The driveway is a little more than a mile long, with a large parking area by the barn, took me about an hour with the ATV to get everything plowed out and the banks pushed back.


----------



## fattyry (Jan 25, 2004)

Where's your place upstate? We have a place in northern Warren County, about 80 miles north of Albany...


----------



## Mysticlandscape (Jan 19, 2006)

I was up in the mountains last weekend. Its nice to see snow and not have a stroke worring about how your going to get all your customers done and listening to them call to see when you are comming.


----------



## mkwl (Jan 21, 2005)

fattyry;476388 said:


> Where's your place upstate? We have a place in northern Warren County, about 80 miles north of Albany...


We're in Northern Washington County, in the Champlain Valley.


----------



## mkwl (Jan 21, 2005)

Mysticlandscape;476530 said:


> I was up in the mountains last weekend. Its nice to see snow and not have a stroke worring about how your going to get all your customers done and listening to them call to see when you are comming.
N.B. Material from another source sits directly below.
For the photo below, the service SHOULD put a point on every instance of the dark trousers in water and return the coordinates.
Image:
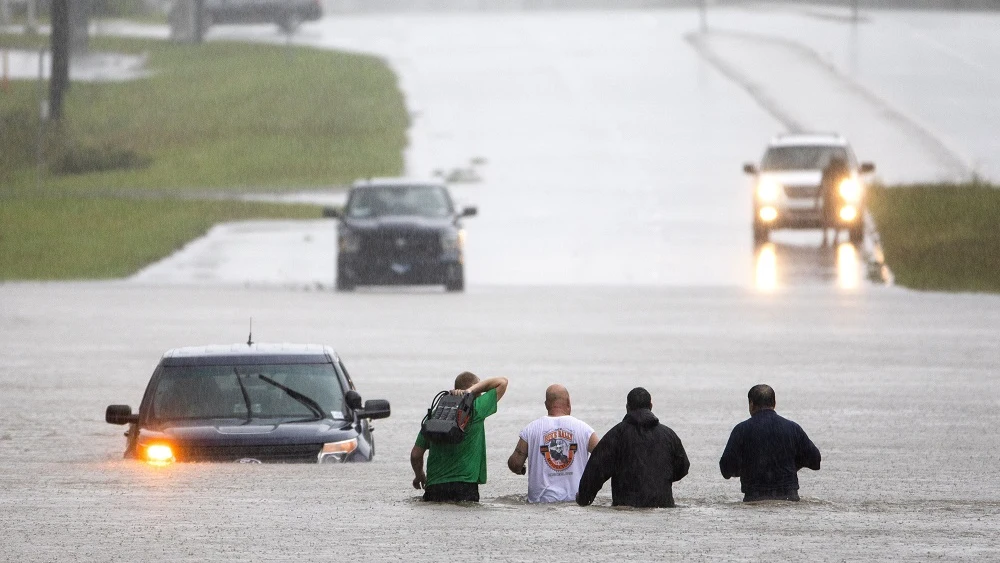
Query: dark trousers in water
(452, 492)
(771, 495)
Sure was nice, only rain in NJ :crying: but lots of SNOW up there!


----------



## Supper Grassy (May 31, 2007)

Looks good, what brand ATV?


----------



## mkwl (Jan 21, 2005)

Supper Grassy;480176 said:


> Looks good, what brand ATV?


Thanks, the quad is an '06 Kawasaki Prairie 360 4x4 ATV with a 54" Cycle Country Plow and Warn 2500lb winch- works great!


----------



## J&R Landscaping (Dec 25, 2005)

Wish we could get some of that down here!


----------



## deere615 (Jun 1, 2007)

Looking good, looks like you added plow markers and a rubber flap since last time I seen it. I only got to plow twice this year with my atv. Very nice camp too, how far away from home is yours? We have a place at conneaut Lake about an hour and a half from where I live.


----------



## mkwl (Jan 21, 2005)

deere615;483809 said:


> Looking good, looks like you added plow markers and a rubber flap since last time I seen it. I only got to plow twice this year with my atv. Very nice camp too, how far away from home is yours? We have a place at conneaut Lake about an hour and a half from where I live.


Thanks, yeah I added the markers and flap to try and keep the snow from coming over the plow- works well! Thanks, it's actually a 690 acre farm (christmas and fir trees for nursery stock), my parents bought the land and built the house when they got married in the early '80's, we're building a second barn and garage right now. It's about 3 hours and 45 monutes from my house here in NJ- about 45 minutes NE of Lake George.
:waving:


----------



## deere615 (Jun 1, 2007)

Wow thats a nice size farm, Long drive though lol


----------



## tom_mccauley (Dec 10, 2007)

So that is what snow looks like!!!!!! Must be nice. Happy plowingpayuppayuppayup


----------